Junk bond funds have been one of the best performing sectors in the last year. Many have doubled from the days when their yields were above 20%. Junk bond prices kept rising in 2010 as investors bought bonds, including the heavy supply of new bonds coming to market.
Then came May, one of the worst months in history for junk bonds. In 3 weeks, junk bond funds dropped 20%, followed but a sharp reversal on May 25. However, junk bonds are still down a good 10% in May, as investors demand higher returns on risky borrowings. European debt problems are bleeding across the Atlantic to the US.
Greek debt problems received a lot of publicity, highlighting the fragility in the European financial markets. Since investors didn't like what they saw, they sold stocks and bonds, especially high yielding securities. Risk aversion and selling high yielding securities (like junk bonds) to buy Treasuries is back in vogue. The VIX (Volatility Index, aka fear index) shot up from 16 to the 40s before settling back to 35, which is still very high. Investor fear is clearly running very high.
Treasuries are viewed as the ultimate risk-free investment (ok, they rival gold). In early April, the yield on the 10-year Treasury bond was pushing 4% with talk about higher interest rates around the corner. In the face of massive Treasury auctions, with many topping $100 billion, investors demanded Treasuries, pushing yields to their lowest levels in the last year. The yield on the 10-year Treasury bond has fallen to near 3.2%, even though the Treasury has virtually promised 10 years of massive new borrowings. The government just announced Treasury borrowings went over $13 trillion.

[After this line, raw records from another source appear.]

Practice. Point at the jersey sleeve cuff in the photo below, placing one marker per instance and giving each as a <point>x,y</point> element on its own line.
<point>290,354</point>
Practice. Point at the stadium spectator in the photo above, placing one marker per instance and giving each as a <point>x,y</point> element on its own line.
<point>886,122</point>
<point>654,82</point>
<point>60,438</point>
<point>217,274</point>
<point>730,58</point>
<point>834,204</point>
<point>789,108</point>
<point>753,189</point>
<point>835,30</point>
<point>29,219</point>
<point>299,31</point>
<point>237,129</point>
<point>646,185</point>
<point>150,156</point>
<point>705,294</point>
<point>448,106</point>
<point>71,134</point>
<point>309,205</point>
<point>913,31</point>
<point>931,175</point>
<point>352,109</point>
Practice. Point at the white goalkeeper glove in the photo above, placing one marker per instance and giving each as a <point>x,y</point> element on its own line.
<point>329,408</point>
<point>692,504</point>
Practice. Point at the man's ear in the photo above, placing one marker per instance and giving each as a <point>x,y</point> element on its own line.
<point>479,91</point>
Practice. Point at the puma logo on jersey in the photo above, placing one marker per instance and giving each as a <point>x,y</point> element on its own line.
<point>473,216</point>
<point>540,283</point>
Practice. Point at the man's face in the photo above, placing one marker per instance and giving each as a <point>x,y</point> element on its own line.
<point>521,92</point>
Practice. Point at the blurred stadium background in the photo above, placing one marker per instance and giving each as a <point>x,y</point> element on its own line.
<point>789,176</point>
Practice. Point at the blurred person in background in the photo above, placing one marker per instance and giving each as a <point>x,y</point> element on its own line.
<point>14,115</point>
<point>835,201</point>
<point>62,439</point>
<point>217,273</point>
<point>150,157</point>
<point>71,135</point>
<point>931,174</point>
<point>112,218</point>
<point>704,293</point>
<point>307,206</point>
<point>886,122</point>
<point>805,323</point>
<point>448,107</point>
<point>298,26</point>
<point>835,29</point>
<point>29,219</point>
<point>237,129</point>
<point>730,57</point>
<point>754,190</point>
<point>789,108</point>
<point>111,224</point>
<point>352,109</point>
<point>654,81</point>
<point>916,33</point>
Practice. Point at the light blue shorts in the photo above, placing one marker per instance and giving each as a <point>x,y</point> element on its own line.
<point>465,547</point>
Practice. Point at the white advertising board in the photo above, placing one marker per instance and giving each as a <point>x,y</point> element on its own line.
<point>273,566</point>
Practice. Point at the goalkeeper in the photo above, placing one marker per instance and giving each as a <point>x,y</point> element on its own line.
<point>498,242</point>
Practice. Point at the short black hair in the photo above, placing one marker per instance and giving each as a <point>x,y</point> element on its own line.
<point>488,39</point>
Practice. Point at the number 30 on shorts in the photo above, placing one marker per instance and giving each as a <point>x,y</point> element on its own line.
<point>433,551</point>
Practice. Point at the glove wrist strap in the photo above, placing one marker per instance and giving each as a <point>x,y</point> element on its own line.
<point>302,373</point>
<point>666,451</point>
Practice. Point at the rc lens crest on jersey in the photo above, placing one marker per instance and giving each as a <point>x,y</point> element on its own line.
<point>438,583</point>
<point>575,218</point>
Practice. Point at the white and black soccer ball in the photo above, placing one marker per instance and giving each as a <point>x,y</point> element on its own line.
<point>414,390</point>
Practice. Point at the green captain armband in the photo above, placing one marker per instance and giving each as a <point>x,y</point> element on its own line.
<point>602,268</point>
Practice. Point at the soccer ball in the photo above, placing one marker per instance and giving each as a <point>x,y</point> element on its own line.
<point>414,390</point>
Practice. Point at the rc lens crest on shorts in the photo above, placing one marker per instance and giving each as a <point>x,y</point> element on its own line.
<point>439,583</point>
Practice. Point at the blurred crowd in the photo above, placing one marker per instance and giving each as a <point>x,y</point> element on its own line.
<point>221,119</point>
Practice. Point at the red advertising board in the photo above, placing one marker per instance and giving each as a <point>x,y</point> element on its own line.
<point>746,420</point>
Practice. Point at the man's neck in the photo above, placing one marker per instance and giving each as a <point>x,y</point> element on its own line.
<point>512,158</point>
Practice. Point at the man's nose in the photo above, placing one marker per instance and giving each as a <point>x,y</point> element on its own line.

European debt problems are not going away soon. Today ,Spain and Italy tried to explain the fixes they were making in order to ease the fear about European debts. Spain combined 3 savings banks, which will not result in job losses, and Italy will enact large budget cuts (don't bet on it). European leaders are solving difficult problems by making it up as they go along. Markets sold off in the afternoon, a thumbs down reaction.
Junk bond fund yields have risen to the 10-11% area. The spread over the 10-year Treasury is 7-800 basis points, a little more understandable than roughly 500 basis points (where it had been) given the state of the US and global economic recoveries. There is a greater awareness by the markets that junk bonds are bonds with high risks which should be reflected in their yields. Volatility for junk bond funds is substantially higher than it has been for much for this year with a bias is on the downside (for bond prices).